David Mamet’s brassy Broadway comedy about a president facing a tough reelection season, November, was more or less been savaged by the New York critics when it opened in January. Ben Brantley called it “glib and jaunty” and “an easy laugh machine” in his review for The New York Times; “the play rings false,” wrote Jeremy McCarter in New York magazine. The play may not be as intelligent as Mamet’s screenplay for Wag the Dog in terms of its satire on political spin, many of the jokes are cheap, and the plot may be as far-fetched as the outcome of the 2000 U.S. elections. But the production, which I witnessed over the weekend during a trip to New York, has merits nonetheless.
Chief among these is probably one of the most brilliantly conceived and beautifully constructed stage props I’ve ever seen. I’m talking about the antique globe that stands inconspicuously in a corner of set for half of the play, before suddenly taking on a new and unexpected life as a fetishistic kind of mini-bar. “I understand the world,” says President Charles “Chuck” Smith (played at caffeinated pitch by Nathan Lane), taking the top of his globe-shaped drinks cooler off like it’s the lid of a giant banqueting dish and casually reaching for a bottle of ice-cold beer. The prop is only used once during the course of the play, but Mamet’s entire satire is right there inside that bit of office furniture along with those Budweisers.

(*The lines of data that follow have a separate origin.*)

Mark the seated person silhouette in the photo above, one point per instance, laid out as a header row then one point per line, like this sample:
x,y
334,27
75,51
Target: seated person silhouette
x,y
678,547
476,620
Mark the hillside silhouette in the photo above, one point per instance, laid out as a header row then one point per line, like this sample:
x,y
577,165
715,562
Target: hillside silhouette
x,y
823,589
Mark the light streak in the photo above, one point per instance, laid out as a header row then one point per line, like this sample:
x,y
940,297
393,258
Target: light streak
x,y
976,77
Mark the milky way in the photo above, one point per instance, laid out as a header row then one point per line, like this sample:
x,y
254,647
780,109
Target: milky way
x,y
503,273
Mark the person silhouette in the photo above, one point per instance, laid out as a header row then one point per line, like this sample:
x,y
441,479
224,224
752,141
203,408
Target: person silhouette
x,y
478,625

November also has some interesting things to say about the relationship between performance and politics, a subject close to my heart right now.

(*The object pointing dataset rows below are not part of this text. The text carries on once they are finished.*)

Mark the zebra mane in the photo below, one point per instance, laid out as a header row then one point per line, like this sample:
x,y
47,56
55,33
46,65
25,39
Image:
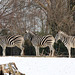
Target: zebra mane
x,y
63,33
30,32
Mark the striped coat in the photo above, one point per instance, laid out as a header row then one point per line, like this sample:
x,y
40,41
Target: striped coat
x,y
12,41
39,41
69,41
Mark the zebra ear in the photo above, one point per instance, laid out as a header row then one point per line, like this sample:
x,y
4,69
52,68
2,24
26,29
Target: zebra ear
x,y
27,31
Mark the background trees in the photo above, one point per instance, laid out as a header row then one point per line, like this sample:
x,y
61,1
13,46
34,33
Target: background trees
x,y
41,16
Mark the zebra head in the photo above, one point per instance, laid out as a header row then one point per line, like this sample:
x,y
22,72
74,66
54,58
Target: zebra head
x,y
58,36
28,35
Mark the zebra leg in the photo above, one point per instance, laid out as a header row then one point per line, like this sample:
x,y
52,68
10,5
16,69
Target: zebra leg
x,y
50,51
53,50
22,51
37,50
4,50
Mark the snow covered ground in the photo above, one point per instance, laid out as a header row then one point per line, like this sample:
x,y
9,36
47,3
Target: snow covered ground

One of the play’s core themes is the political machine’s foregrounding of superficial form over substantive content. As such, news of major and pressing world events such as the war in Iraq and the possibility of an invasion by Iran are quickly superceded by, among other nonsensical issues, the President’s desire to exhort as much money as he can out of a representative of the National Association of Turkey By-Products Manufacturers in order to fund his presidential library.
Mamet further pokes fun at Smith’s obsession with empty gesture by making the character refer in a ham-fisted way to cue cards containing personal information about all the people the president meets. The idea behind the cards is to convey the (false) impression that the President knows and cares about the little details of his subjects’ lives. Elsewhere, and on a related note, one of the most memorable scenes occurs when Smith’s right-hand-man, Archer Brown (a slick Dylan Baker) hands the President a list of “off-the-cuff remarks” to memorize and insert into the next day’s business. The oxymoron inherent in rehearsing something that is supposed to be improvisatory tells us a lot about the extent to which politicians’ behavior can be likened to a carefully-manicured garden lawn — and just how easy it is for weeds to grow there nonetheless.
There’s no subtlety to November. The farce is as broad as Lane’s maniacal chipmunk grin. Yet that’s the point. Lane may spend more of his time on stage mugging than acting, but there’s a nugget of truth to his pretty awful performance. The entire play is a study in bad acting after all. It perfectly reflects just how bad the acting can be in The Whitehouse.